The period of those judgments was a time when kings feared and respected the law. It was an era when judges knew the law and applied it as they should, entertaining neither fear nor favour. Today’s judge would jail the creditor and shout rankadede to the debtor-king. The jungle of our judiciary has matured and the beasts grown in all departments.

In my moments of devotion and meditation, I watch wild animals on TV channels. Right before me is a vulture, hyena and lion sizing one another up over a banquet of skunked meat. What we witnessed between Thursday and Saturday night in Kano was exactly that. Beastly fights over meals are a natural feature of life in the jungle. Bayero was dethroned and Sanusi enthroned. Enthronement and dethronement are not strange with monarchies. It didn’t start today in Kano and elsewhere; it won’t end with this Kano matter. How did Sanusi become emir in June 2014? Was he the favourite of the kingmakers? Aminu Ado Bayero, the dethroned emir, how did he get the throne four years ago?
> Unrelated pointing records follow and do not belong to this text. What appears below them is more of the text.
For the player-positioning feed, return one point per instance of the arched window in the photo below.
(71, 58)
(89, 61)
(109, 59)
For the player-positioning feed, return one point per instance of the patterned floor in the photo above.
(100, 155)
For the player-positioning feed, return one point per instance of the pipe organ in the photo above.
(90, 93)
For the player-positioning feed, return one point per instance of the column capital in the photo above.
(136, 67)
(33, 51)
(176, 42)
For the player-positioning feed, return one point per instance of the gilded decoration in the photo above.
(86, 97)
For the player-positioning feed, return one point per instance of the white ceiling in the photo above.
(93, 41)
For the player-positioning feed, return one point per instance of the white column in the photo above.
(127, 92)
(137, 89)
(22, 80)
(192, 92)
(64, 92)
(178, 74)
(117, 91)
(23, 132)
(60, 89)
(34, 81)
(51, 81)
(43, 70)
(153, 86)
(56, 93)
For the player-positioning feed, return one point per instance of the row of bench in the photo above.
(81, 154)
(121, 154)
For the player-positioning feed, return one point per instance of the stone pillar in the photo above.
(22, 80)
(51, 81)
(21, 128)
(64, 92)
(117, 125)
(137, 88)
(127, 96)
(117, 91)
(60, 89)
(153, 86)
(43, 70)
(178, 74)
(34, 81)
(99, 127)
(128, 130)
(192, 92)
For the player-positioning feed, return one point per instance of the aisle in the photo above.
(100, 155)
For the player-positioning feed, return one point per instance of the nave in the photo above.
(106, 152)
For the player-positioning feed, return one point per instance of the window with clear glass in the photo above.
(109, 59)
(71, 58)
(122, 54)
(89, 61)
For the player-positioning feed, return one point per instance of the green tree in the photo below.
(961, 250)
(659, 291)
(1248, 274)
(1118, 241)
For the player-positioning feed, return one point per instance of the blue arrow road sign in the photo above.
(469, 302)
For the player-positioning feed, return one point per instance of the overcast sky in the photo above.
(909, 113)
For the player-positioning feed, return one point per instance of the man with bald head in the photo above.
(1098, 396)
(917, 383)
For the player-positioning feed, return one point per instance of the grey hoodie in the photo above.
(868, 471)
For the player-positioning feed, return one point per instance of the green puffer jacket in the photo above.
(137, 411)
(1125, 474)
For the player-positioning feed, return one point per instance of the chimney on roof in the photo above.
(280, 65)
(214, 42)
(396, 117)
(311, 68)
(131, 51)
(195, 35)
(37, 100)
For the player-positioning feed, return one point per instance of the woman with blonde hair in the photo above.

General Ibrahim Babangida once said that the moment you get into power through a coup, you should expect that a coup would be staged against you one day. It is delusional not to accept this. It is like Napoleon thinking his revolution would be the last. Russian writer, Yevgeny Zamyatin, says exactly this in his novel ‘We’ – described by a reviewer as “a prediction of the natural conclusions of totalitarianism.” It was from ‘We’ that George Orwell pinched the whole idea of his monumental ‘1984’. In “We” is the warning to all who stand but who think their stability is forever: “How can there be a final revolution? There is no final one. The number of revolutions is infinite.” One era will be succeeded by another era just as one preceded it. There is no goodnight in power politics. Sanusi is back; Bayero is out, but may yet come back. There is no end to snatching and running away with power.